Of Saturated Fat And The Non Stick Cooking Liner

By Young Lindsay


Everyone is very well acquainted with the diet heart hypothesis, and if centuries before people have believed our planet is flat only to realize it is actually round, it is now time to bust that myth. Cholesterol has no correlation in causing heart disease. In fact, cholesterol is needed in brain functioning and using cholesterol reducing drugs can severely harm your brain and cause memory loss.

Unless you are are chicken or a rabbit, saturated fat is okay. We have been taught for so long to fear it that we have even abandoned oil itself and opted for the non stick cooking liner. But fear no more and know which oils are good or evil.

Ghee is an animal oil that is rich in conjugated linoleic acid that serves as protection against type two diabetes, cancer, and cardiovascular disease. Common in ayurvedic dishes, it is also loaded with vitamins D, A, and K. Because of the removal of its milk solids, it is usually well tolerated by people who have lactose sensitivities.

Say yes to butter again as it provides the cholesterol needed for our brain to work well and to protect against inflammation. Lack of cholesterol can cause memory loss and other problems with the brain. Organic raw grassfed butter is best, and is recommended to be heated in low temperature as it has a smoke point of 325 to 375 degrees.

Virgin, raw, or unrefined coconut fat does not only give your grubs a wonderful flavor, but it is also very healthy. It helps in weight loss, enhances your skin, and aid cardiovascular health. It is also known to aid in repairing your metabolism, and has a smoke point of 280 to 365 degrees.

The renowned olive oil will always be the classic good girl of fats. Not only does it have anti inflammatory substances, but it is also a great source of antioxidants and keeps the heart happy. The problem is that you have to examine if your olive oil is one hundred percent pure, as there are a lot of faux labels claiming such but they have actually been combined with vegetable fats. Make sure you get your olive fix from trustworthy markets.

Sustainably sourced palm oils are also great for the body, although you should be aware of the controversy surrounding the fact that a lot of palm oil plantations have been blamed for the obliteration of rainforests. Avocado fat can be used sparingly if you want its health benefits. But if you are asking which fats you should avoid, the list of bad oils is also surprising.

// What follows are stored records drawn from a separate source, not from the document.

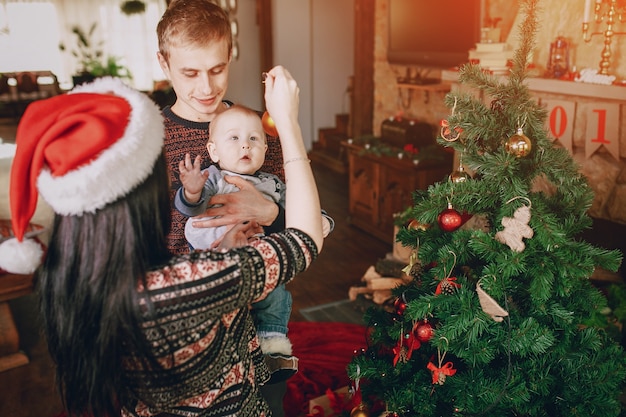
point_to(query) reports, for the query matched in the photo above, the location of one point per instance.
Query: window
(130, 38)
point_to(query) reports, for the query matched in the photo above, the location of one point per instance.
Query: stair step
(336, 163)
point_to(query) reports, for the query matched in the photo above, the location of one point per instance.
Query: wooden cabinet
(381, 186)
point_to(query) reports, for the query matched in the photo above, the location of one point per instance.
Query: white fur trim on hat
(119, 168)
(20, 257)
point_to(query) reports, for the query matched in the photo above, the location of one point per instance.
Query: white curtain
(36, 28)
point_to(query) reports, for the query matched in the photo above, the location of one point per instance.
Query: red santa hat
(80, 151)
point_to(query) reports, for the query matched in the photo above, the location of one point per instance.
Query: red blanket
(324, 351)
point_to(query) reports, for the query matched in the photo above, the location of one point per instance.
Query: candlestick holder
(609, 13)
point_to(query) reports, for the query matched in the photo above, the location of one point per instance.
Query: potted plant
(131, 7)
(91, 59)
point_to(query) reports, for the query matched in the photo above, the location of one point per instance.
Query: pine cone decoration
(416, 270)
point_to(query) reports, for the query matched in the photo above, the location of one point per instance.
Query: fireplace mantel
(590, 121)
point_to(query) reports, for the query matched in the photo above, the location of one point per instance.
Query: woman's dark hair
(88, 288)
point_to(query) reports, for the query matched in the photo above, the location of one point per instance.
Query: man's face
(199, 76)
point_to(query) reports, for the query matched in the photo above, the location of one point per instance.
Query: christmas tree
(500, 317)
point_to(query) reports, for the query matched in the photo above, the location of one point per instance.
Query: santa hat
(80, 151)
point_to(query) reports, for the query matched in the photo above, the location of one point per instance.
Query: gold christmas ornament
(519, 145)
(360, 411)
(489, 305)
(459, 175)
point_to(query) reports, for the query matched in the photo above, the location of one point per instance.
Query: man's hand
(192, 177)
(239, 235)
(232, 208)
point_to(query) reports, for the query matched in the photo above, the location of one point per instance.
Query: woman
(133, 330)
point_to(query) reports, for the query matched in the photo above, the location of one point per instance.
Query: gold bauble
(415, 225)
(519, 145)
(360, 411)
(459, 175)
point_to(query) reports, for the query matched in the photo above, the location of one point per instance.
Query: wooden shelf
(439, 87)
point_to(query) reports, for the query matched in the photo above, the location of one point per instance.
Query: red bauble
(449, 220)
(268, 125)
(424, 331)
(399, 305)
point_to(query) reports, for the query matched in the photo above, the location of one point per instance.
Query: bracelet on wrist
(301, 158)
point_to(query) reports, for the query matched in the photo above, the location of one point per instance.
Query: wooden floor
(28, 391)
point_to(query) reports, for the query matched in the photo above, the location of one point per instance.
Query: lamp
(612, 9)
(558, 60)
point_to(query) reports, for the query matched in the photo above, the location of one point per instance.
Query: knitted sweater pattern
(183, 136)
(198, 321)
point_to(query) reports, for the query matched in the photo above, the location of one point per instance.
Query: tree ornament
(447, 286)
(459, 175)
(415, 225)
(268, 125)
(441, 370)
(423, 331)
(516, 228)
(498, 106)
(450, 135)
(405, 347)
(400, 305)
(416, 270)
(414, 267)
(449, 220)
(519, 145)
(489, 305)
(360, 411)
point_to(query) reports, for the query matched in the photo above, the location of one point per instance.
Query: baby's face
(238, 142)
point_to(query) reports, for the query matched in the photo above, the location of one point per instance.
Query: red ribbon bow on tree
(447, 285)
(405, 347)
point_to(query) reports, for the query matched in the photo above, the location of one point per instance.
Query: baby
(237, 143)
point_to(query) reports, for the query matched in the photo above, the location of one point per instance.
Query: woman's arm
(302, 209)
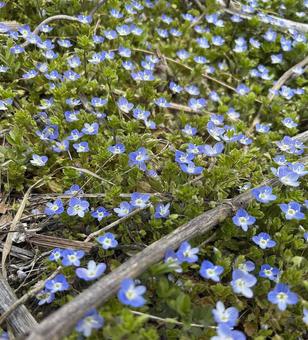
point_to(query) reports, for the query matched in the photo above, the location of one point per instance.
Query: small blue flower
(243, 219)
(107, 241)
(91, 320)
(191, 169)
(162, 211)
(242, 282)
(183, 157)
(189, 130)
(38, 160)
(117, 149)
(124, 105)
(54, 208)
(210, 271)
(263, 194)
(269, 272)
(282, 296)
(186, 253)
(81, 147)
(225, 332)
(292, 210)
(305, 317)
(44, 296)
(130, 294)
(162, 102)
(57, 284)
(247, 266)
(92, 272)
(124, 209)
(213, 151)
(100, 213)
(77, 207)
(263, 240)
(139, 200)
(289, 123)
(138, 158)
(171, 259)
(72, 257)
(55, 255)
(226, 316)
(90, 129)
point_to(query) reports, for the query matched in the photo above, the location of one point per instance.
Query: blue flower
(44, 296)
(305, 318)
(116, 149)
(91, 320)
(286, 176)
(77, 207)
(54, 208)
(215, 131)
(189, 130)
(243, 219)
(191, 169)
(210, 271)
(213, 151)
(225, 332)
(72, 257)
(247, 266)
(242, 282)
(263, 240)
(183, 157)
(90, 129)
(138, 158)
(139, 200)
(124, 209)
(130, 294)
(93, 271)
(81, 147)
(282, 296)
(74, 61)
(269, 272)
(55, 255)
(162, 102)
(226, 316)
(292, 211)
(38, 160)
(107, 241)
(162, 211)
(186, 253)
(74, 190)
(197, 103)
(217, 40)
(298, 168)
(57, 284)
(172, 260)
(100, 213)
(263, 194)
(61, 146)
(124, 105)
(289, 123)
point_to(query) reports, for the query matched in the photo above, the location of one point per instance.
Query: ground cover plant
(153, 169)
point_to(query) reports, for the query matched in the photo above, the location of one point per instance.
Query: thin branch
(38, 287)
(21, 320)
(280, 82)
(115, 223)
(169, 320)
(273, 20)
(58, 324)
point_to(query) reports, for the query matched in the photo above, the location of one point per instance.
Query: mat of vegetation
(122, 121)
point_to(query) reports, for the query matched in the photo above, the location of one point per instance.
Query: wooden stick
(21, 320)
(58, 324)
(38, 287)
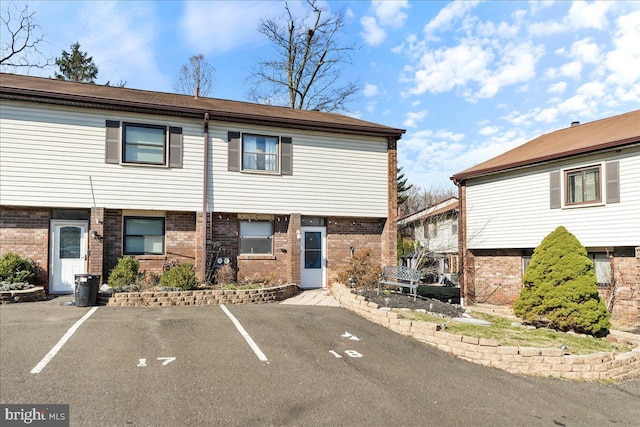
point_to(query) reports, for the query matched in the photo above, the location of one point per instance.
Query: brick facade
(25, 231)
(495, 277)
(343, 233)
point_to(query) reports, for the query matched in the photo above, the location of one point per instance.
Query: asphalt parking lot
(273, 365)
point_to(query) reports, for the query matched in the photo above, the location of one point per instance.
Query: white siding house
(585, 178)
(91, 173)
(436, 230)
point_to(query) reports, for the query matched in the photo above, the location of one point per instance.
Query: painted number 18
(350, 353)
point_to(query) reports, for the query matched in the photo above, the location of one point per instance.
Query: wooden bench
(401, 276)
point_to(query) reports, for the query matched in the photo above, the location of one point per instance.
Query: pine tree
(76, 66)
(560, 287)
(402, 187)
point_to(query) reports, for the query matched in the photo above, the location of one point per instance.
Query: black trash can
(87, 289)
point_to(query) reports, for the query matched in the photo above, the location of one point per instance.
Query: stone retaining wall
(488, 352)
(25, 295)
(200, 297)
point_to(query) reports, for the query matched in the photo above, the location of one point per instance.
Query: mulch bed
(398, 300)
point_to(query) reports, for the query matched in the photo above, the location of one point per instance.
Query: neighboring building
(585, 178)
(436, 229)
(90, 173)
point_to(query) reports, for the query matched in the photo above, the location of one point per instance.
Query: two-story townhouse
(91, 173)
(435, 228)
(586, 178)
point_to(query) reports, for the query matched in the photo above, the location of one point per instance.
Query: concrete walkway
(313, 297)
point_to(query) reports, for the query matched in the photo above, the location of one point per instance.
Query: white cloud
(558, 87)
(412, 119)
(223, 26)
(370, 90)
(448, 14)
(584, 14)
(488, 130)
(581, 15)
(372, 33)
(586, 50)
(389, 13)
(571, 69)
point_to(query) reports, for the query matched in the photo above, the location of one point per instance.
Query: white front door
(313, 246)
(68, 255)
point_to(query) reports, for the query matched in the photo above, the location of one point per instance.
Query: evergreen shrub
(16, 269)
(560, 288)
(181, 277)
(360, 271)
(125, 274)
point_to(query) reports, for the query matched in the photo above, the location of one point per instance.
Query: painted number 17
(350, 353)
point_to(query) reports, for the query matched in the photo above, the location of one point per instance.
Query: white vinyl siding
(333, 175)
(511, 210)
(48, 155)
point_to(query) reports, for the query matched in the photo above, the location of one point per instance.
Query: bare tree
(196, 77)
(21, 39)
(419, 198)
(306, 73)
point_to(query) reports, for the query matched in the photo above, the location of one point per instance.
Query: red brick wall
(342, 234)
(25, 231)
(359, 233)
(274, 267)
(493, 277)
(626, 304)
(180, 242)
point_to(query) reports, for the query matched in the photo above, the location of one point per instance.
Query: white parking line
(246, 336)
(56, 348)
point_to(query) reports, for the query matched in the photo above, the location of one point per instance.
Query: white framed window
(256, 237)
(260, 153)
(144, 235)
(145, 144)
(583, 186)
(602, 266)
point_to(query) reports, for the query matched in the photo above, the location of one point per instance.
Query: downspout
(462, 240)
(205, 198)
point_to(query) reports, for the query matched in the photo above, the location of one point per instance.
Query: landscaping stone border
(24, 295)
(198, 297)
(488, 352)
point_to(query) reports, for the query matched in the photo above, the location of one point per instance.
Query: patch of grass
(517, 336)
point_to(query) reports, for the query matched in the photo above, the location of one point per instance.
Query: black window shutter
(555, 196)
(286, 153)
(175, 147)
(233, 161)
(613, 181)
(112, 142)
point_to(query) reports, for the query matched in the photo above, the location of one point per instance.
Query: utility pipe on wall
(205, 196)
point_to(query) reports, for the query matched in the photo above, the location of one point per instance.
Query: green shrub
(182, 276)
(16, 269)
(125, 274)
(560, 288)
(360, 271)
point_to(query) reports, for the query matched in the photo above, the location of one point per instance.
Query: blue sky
(467, 80)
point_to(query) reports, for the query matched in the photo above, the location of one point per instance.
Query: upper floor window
(260, 153)
(583, 185)
(143, 235)
(144, 144)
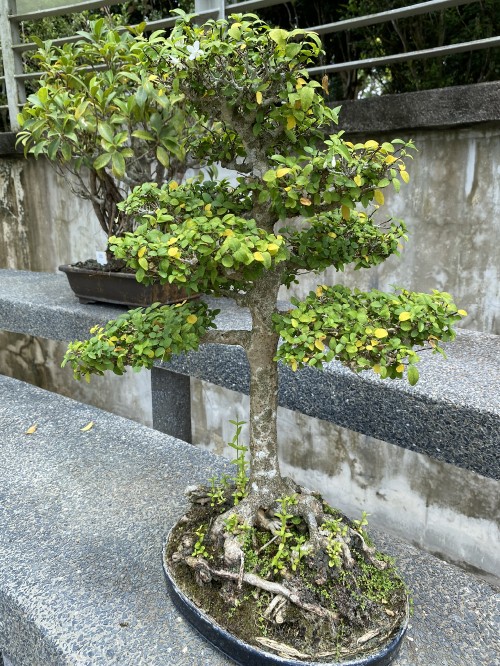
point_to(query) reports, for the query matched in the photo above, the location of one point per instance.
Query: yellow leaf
(381, 333)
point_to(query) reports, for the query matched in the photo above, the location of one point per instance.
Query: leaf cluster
(140, 337)
(366, 330)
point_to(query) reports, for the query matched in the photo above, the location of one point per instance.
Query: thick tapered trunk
(265, 478)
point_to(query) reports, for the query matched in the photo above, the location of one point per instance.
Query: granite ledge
(452, 414)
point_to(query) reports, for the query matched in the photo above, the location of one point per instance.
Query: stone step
(82, 518)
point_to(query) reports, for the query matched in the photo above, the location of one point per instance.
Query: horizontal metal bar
(63, 9)
(441, 51)
(390, 15)
(31, 46)
(83, 6)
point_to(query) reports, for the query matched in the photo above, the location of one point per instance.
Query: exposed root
(286, 571)
(205, 574)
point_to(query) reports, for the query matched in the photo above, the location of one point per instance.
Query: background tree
(301, 200)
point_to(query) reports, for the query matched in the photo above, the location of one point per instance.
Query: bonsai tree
(97, 118)
(302, 199)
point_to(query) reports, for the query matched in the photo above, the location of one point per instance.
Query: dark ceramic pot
(92, 286)
(244, 654)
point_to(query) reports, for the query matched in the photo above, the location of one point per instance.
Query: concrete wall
(451, 207)
(42, 225)
(451, 512)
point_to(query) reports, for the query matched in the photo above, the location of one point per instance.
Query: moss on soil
(370, 604)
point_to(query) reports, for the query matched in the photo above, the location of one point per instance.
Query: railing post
(12, 61)
(203, 5)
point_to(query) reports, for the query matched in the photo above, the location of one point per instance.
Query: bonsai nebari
(99, 118)
(302, 200)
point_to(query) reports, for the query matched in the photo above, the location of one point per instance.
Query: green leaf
(118, 164)
(101, 161)
(269, 176)
(279, 36)
(106, 131)
(306, 97)
(413, 375)
(163, 156)
(291, 50)
(144, 134)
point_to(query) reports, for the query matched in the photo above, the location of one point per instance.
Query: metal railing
(14, 76)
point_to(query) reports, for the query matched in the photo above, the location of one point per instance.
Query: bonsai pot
(243, 653)
(101, 286)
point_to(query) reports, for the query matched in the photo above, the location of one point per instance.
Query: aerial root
(204, 574)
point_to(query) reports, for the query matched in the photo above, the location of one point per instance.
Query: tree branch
(241, 338)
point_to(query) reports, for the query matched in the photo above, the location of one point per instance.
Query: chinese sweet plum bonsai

Prepare to avoid the most commercialized ones because most of them are the ones advertised based on the lipid myth. That means that soybean and vegetable fats are foes, not friends. Omega 6 is the culprit behind inflammation and heart problems, and these oils are rich with such substances. Vegetable fats, including corn and soybean, have high levels of phytic acid and trypsin inhibitors that may block nutrition absorption and cause hormonal disorders.

Canola and grapeseed fats must be avoided. With seventy percent level of omega 6, they lead to inflammation, autoimmune disorders, and of course, coronary heart disease. Most of them are also genetically modified and have higher oxidation levels when they are heated, and that means a higher risk of cancer.